Fusion of Vision Transformer and Convolutional Neural Network for Explainable and Efficient Histopathological Image Classification in Cyber-Physical Healthcare Systems
Mohammad Ishtiaque Rahman
Abstract
Abstract Accurate and interpretable classification of breast cancer histopathology images is critical for early diagnosis and treatment planning. This study proposes a hybrid deep learning model that integrates convolutional neural networks (CNNs) with a Vision Transformer (ViT) to jointly capture local texture patterns and global contextual features. The fusion architecture is evaluated on two publicly available datasets: BreakHis and the invasive ductal carcinoma (IDC) dataset. Results demonstrate that the ViT+CNN model consistently outperforms standalone CNN and ViT models, achieving state-of-the-art accuracy while maintaining robustness across datasets.

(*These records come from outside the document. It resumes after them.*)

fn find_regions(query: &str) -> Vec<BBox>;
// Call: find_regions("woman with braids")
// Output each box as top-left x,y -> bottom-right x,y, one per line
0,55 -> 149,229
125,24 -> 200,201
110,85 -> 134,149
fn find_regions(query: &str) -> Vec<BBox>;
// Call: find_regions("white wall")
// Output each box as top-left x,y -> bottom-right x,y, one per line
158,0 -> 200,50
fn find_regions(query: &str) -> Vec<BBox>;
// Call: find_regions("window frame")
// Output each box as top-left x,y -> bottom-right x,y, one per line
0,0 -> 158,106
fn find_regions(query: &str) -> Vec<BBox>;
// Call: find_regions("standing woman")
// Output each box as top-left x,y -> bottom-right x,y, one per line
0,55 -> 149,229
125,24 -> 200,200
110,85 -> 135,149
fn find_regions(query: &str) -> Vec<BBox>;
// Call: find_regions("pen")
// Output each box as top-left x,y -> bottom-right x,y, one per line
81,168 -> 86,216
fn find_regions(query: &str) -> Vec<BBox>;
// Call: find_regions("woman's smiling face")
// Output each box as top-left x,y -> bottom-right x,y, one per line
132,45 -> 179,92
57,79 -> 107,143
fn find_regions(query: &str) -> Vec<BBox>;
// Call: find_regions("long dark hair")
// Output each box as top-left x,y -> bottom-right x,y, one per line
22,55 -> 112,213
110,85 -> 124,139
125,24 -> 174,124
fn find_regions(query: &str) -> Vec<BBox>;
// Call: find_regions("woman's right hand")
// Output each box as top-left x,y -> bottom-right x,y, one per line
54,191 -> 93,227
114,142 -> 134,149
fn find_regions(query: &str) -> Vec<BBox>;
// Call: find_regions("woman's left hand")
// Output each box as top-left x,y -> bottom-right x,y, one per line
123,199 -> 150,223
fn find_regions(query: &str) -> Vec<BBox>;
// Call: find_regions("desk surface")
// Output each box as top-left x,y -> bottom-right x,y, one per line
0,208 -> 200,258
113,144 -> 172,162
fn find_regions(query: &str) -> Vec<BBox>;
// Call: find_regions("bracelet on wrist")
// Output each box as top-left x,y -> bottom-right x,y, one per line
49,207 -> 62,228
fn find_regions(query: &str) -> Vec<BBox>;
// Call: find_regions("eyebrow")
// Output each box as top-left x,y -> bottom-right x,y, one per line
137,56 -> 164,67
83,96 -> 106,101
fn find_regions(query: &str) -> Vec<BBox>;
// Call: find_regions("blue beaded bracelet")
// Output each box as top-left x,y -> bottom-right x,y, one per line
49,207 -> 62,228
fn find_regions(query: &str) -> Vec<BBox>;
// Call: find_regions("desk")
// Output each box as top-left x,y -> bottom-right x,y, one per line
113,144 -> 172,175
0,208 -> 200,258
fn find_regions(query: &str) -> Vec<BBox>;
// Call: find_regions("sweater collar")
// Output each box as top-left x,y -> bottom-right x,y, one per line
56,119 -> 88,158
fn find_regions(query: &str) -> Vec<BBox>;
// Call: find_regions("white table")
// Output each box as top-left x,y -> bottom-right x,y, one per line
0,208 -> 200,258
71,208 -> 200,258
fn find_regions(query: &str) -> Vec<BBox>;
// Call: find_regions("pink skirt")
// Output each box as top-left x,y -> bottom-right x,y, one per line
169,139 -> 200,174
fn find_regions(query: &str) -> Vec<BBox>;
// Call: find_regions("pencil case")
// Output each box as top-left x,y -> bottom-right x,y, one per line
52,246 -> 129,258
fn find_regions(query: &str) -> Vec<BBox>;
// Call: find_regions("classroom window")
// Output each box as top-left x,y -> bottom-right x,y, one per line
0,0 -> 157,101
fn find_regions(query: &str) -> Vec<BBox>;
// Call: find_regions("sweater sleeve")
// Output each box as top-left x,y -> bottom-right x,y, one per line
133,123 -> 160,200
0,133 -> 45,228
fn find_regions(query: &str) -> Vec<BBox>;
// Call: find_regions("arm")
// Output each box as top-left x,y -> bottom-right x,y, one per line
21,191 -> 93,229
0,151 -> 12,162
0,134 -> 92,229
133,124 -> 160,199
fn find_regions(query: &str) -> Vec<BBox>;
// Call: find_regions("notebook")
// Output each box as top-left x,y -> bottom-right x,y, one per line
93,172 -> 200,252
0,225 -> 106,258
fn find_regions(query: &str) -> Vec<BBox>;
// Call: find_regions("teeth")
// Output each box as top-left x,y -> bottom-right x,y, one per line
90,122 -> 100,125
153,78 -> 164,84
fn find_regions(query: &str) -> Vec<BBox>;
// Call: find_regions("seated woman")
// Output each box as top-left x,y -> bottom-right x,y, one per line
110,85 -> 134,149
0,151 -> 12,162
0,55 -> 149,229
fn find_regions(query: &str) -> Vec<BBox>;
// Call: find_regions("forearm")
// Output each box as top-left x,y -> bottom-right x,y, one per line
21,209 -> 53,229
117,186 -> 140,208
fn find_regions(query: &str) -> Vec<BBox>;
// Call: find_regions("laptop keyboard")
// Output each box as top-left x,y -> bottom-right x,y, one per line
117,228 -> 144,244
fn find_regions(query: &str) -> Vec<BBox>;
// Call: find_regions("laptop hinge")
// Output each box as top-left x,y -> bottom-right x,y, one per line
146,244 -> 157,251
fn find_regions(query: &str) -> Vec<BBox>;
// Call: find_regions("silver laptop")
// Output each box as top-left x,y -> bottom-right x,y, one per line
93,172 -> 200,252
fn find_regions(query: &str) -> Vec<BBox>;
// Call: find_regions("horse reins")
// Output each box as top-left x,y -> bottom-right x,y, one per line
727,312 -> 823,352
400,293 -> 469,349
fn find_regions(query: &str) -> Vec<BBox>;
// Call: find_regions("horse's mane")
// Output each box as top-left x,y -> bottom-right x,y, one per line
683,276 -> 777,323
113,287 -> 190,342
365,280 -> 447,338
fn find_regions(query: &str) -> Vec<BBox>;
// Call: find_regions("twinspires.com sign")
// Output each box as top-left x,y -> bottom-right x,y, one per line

To assess the feasibility of deployment in real-world clinical scenarios, we benchmark inference latency and memory usage under both standard and edge-constrained environments. Although the fusion model has higher computational cost, its latency remains within acceptable thresholds for real-time diagnostic workflows. Furthermore, we enhance interpretability by combining Grad-CAM with attention rollout, allowing for transparent visual explanation of the model’s decisions. The findings support the clinical potential of hybrid transformer-convolutional models for scalable, reliable, and explainable medical image analysis.